All of these with the idea that you would then collect a broad political coalition behind what is, indeed, Mitt Romney’s health care policy and John McCain’s climate policy and George H.W. Bush’s foreign policy.
And did George H.W. Bush, did Mitt Romney, did John McCain say a single good word about anything Barack Obama ever did over the course of eight solid years?
No, they [expletive] did not.
As a progressive myself, I find some of these apologias mildly frustrating: the bad faith from the Republican Party should have been apparent at least since Newt Gingrich, the lies leading up to the illegal invasion of Iraq should have been the breaking point for any sort of comity with the right, and the financial crisis and its aftermath should on its own have made clear that neoliberal (Delong’s term, not mine!) policy solutions only exacerbated existing problems. It shouldn’t have taken the Trump administration to come to this pass.

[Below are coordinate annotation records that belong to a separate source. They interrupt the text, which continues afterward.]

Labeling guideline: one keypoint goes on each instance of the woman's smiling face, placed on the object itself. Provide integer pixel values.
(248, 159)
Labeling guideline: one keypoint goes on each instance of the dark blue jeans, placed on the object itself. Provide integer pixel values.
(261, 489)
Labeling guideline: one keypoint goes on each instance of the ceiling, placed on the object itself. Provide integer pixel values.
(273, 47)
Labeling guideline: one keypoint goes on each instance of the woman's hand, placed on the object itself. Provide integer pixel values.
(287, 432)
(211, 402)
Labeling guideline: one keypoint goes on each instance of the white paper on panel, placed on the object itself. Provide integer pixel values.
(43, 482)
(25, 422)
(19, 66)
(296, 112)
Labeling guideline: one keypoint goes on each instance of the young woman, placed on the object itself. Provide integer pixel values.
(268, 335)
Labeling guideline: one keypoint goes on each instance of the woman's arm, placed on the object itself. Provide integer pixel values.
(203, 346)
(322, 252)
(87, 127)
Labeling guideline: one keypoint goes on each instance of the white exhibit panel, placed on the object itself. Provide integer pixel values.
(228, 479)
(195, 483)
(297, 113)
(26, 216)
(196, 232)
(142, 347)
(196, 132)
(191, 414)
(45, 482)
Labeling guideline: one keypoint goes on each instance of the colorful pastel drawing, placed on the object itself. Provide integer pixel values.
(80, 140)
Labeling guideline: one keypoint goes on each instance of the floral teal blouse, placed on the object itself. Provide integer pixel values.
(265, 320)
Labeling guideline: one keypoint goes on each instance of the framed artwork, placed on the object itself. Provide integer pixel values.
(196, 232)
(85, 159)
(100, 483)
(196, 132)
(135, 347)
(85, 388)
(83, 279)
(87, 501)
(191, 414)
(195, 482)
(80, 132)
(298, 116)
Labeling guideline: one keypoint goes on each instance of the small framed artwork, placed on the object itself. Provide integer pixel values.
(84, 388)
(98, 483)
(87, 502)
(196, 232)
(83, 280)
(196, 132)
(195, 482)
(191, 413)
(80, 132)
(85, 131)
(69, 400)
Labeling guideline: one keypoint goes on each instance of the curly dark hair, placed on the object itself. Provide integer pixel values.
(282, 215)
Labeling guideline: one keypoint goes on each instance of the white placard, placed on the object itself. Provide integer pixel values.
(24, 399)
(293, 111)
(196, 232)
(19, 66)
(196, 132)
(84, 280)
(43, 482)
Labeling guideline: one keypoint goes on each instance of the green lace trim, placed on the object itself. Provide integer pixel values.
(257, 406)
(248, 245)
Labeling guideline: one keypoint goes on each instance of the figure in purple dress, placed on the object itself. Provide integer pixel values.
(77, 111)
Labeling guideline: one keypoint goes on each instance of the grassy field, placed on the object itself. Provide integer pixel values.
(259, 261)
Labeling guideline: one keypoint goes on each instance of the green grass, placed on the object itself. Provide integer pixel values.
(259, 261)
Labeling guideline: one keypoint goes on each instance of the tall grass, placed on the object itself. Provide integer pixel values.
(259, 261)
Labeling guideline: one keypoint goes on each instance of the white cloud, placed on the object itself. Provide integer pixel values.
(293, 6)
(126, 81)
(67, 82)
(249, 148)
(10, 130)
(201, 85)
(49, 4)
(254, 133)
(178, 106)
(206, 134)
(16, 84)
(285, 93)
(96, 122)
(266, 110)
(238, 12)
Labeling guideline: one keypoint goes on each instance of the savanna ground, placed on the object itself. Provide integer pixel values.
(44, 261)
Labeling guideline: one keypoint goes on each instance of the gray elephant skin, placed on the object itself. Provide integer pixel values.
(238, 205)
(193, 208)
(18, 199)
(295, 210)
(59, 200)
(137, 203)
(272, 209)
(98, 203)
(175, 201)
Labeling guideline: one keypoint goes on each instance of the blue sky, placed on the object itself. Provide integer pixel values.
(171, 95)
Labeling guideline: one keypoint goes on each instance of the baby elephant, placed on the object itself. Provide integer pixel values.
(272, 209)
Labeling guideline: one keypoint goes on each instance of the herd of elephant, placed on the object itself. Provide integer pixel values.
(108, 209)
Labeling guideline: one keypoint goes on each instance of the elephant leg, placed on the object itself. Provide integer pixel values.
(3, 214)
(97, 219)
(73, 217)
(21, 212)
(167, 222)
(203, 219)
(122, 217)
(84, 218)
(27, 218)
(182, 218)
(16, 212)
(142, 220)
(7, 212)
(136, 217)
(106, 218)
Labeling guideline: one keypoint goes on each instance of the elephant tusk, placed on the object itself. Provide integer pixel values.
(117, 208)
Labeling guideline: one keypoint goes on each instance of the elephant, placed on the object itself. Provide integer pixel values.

Still, credit where credit is due. These cannot have been easy essays and interviews for any of them, and I can only hope that I would be as generous and forthright if circumstances compelled me to make a similar ideological shift.
It is in this light that we should view today’s kerfuffle between the Sanders camp and the Center for American Progress / ThinkProgress camps.
Of all the things to attack Bernie Sanders on, his being a millionaire is one of the silliest. First, the fact that Franklin Delano Roosevelt was immensely wealthy didn’t prevent him from implementing radically leftist economic policy for his time, earning him the moniker “traitor to his class.” Second, Sanders is still toward the very bottom of wealth among Senators. Third, it’s the top tenth of one percent who are the key drivers of inequality, not people with a million dollars in assets–which is why I usually use the phrase “obscenely wealthy” to describe the jet set. A million dollars goes a long way in some places, but not so far in others. Finally, there is a big difference between gaining money from writing a popular book, and strip mining money from workers and customers through rent seeking and typical corporate financial practices. This isn’t special pleading on my part, either: I’ve said before that a 70% marginal rate on top earners is actually too regressive because it would hit rich people who legitimately earn their millions, like entertainers and inventors, while leaving mostly untouched the true economic predators in the corporate and financial sectors who make mostly passive investment income.
What Sanders did wrong wasn’t being a millionaire or being a hypocrite. What he did wrong was being so worried about the counterattack that it took him years to release his tax returns. So when Think Progress, a media outlet affiliated with the Center for American Progress, attacked Sanders for being a millionaire (sigh), both they and the Center for American Progress had to know what kind of forceful pushback would result.
This sort of thing is entirely avoidable. Most of the left and the center-left is engaging in the primary race in a more aboveboard and respectful fashion than either side did in 2016. Where there are disagreements on policy, those should be hashed out and the best argument should win. When a candidate says something bad and tone deaf, they should be held accountable for it and forced to revise their statement or suffer the consequences. Warren has been particularly tremendous on policy. Sanders has made some serious gaffes in the last month. So have other candidates across the field. The left and center-left will continue to have valid and important disagreements at the local, state and national level for years to come–disagreements should be argued and hashed out in public. All of this is fair game.
But the bad faith attacks should end if Democrats want to avoid a repeat of the acrimony that helped bring out the catastrophe of 2016.